Last year, over 18,000 students at Washington’s community colleges were from a foreign country. And the number is growing every year.
Parents do ask questions about safety, Sampson said.
“But Seattle is one of the safest places to live and study,” she added.
Families all around the world weigh the risks and rewards, and many of them choose to send their kids here. Extended families will scrape together their resources to invest in one child’s education in the U.S.
“And in many cases, this may be your only child and your hopes and dreams,” Sampson said.
That puts a lot of pressure on a young student. Minh Vo came to Shoreline Community College from Vietnam.
“I understand that when you send your daughter, your child, far away from you, a thousand miles away from you, you hope the best for them, but …,” she said.
Vo’s first quarter at here didn’t go so well.
“I was really scared, I don’t want to do anything, I just want to sit in my room and do my homework, go to school and go back to home,” she said.
Colleges like Shoreline work hard to reach students like this. They offer field trips to see the sites around Seattle.
Older students, like Winston Lee from Hong Kong, teach them how to navigate this culture. Even things like negotiating over a used-car price.
“Those sellers are maybe not friendly to our international students,” Lee said.
He advises them: “Stick with your principle.”
Then there are the extracurricular classes, like a ukulele class at Shoreline.
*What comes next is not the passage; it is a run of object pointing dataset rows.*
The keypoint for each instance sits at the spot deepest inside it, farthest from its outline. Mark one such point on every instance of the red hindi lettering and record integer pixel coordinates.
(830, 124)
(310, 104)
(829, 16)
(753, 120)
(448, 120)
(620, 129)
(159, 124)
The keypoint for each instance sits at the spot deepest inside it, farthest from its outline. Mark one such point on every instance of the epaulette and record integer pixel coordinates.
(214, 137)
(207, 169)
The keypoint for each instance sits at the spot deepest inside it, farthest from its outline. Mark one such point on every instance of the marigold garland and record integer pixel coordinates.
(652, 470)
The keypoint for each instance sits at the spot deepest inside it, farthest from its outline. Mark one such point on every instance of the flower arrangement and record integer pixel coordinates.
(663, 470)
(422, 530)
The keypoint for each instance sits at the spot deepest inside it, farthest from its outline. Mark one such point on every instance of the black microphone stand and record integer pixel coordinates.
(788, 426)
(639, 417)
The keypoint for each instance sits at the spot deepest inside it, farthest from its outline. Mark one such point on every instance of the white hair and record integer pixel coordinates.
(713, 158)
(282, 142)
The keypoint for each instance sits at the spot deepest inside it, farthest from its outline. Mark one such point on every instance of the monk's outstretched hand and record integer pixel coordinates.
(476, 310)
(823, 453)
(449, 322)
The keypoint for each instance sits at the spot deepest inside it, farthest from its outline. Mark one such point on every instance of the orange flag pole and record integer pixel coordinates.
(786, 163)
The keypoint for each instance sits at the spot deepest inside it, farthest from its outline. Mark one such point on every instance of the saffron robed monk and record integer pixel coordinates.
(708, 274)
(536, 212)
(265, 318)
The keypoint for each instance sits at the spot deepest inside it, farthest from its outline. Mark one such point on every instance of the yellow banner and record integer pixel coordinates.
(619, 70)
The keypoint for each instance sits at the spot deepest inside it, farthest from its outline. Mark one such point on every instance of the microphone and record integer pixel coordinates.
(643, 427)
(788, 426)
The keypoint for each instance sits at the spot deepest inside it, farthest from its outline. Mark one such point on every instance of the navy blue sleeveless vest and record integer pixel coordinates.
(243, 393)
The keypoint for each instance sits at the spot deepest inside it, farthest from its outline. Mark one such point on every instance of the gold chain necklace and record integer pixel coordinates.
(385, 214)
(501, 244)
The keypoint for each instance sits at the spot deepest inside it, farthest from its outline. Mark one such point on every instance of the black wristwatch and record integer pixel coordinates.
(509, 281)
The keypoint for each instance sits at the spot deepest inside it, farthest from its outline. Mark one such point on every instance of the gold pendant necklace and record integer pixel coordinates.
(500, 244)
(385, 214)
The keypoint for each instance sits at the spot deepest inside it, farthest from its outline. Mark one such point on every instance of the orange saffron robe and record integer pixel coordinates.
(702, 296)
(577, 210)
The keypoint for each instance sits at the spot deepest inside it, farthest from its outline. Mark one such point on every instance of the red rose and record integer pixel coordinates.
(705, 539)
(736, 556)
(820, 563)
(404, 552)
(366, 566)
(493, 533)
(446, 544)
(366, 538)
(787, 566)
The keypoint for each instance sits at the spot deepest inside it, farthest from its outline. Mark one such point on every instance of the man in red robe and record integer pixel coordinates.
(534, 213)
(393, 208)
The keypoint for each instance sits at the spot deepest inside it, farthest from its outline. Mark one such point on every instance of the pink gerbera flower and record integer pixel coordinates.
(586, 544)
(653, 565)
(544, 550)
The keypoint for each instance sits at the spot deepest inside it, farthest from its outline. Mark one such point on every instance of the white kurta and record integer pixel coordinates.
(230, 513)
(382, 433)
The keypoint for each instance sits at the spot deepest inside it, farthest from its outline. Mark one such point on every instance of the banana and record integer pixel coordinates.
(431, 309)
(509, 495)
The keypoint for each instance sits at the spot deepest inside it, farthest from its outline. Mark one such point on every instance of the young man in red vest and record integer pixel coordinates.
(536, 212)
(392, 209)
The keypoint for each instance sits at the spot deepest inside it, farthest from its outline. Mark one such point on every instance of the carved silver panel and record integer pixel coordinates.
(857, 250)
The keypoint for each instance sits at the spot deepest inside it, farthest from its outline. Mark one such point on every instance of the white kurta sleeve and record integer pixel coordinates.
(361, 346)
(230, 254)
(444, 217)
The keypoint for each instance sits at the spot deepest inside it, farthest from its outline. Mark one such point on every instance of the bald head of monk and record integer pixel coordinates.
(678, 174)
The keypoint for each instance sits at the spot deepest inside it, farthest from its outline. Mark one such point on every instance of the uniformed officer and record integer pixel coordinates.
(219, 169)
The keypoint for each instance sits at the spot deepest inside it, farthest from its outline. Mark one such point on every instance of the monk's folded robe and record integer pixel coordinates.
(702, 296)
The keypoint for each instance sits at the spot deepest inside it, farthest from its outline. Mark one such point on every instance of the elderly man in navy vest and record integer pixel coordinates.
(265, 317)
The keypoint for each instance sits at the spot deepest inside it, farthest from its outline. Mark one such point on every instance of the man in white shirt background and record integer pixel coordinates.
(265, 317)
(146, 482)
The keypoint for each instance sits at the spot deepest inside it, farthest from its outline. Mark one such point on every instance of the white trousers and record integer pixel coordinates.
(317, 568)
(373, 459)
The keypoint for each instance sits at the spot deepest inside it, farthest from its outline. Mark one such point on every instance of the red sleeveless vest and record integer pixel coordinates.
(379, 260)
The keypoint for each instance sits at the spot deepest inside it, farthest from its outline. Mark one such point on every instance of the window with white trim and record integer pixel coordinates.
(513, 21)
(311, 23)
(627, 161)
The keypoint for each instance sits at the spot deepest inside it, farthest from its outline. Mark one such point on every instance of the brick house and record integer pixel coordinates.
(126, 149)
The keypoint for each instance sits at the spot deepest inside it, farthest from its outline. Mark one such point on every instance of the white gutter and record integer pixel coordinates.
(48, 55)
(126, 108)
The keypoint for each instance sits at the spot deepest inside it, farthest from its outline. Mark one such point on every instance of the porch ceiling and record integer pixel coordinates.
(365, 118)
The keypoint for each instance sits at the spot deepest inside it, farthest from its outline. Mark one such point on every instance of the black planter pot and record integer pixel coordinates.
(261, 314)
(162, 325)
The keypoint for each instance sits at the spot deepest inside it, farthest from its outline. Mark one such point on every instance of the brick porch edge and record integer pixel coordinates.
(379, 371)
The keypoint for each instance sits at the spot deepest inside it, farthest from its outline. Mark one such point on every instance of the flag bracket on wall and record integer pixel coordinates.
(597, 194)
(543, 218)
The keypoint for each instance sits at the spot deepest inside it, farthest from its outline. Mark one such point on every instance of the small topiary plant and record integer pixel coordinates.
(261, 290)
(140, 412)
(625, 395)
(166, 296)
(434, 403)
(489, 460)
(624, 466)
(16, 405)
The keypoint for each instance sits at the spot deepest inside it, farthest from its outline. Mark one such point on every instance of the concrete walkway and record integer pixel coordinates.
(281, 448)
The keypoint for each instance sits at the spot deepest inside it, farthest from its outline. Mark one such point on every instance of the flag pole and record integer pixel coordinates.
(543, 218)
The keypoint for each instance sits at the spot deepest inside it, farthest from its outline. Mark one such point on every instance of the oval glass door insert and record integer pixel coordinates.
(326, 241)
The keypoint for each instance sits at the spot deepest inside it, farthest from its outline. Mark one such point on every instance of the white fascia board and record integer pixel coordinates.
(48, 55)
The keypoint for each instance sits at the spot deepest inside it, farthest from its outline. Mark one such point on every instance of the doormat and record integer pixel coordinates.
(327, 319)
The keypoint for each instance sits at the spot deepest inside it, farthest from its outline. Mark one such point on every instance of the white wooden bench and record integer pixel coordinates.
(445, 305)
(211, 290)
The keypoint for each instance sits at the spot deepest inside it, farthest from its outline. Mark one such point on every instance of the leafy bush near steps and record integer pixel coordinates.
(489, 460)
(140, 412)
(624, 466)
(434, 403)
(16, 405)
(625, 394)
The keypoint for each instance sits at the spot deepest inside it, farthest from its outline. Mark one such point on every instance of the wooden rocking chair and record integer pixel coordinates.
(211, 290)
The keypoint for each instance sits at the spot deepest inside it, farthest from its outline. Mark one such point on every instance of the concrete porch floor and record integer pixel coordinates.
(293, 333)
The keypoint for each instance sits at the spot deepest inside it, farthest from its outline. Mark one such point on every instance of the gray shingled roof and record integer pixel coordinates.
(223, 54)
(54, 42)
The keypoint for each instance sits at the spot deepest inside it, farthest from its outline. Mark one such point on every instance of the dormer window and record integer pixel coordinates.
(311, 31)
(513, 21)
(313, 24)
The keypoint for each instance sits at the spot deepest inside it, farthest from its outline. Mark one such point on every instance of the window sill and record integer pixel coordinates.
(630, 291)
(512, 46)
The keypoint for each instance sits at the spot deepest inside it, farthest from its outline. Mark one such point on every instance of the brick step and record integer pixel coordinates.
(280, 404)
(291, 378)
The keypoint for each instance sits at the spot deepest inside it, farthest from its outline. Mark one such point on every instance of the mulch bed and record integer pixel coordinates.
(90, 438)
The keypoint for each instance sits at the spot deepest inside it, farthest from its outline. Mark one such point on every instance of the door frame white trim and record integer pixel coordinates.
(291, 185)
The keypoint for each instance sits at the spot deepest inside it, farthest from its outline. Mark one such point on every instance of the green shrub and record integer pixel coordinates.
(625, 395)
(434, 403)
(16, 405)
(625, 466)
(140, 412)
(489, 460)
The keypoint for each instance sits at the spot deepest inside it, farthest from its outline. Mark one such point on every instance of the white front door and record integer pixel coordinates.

Most of the students are from foreign countries.
All that outreach helps international students feel safe.
“It changed me in every way,” Vo said.
Vo, the student who sat alone in her room, now has a strong network of friends at Shoreline Community College.
“You know that you are not alone in your fight," she said. "You have other people surround you.”
Those friends come from all over the world.
“It’s surprising that we just talk the same language, we have the same path, or we even, like, laugh about the same joke. It’s really cool,” she said.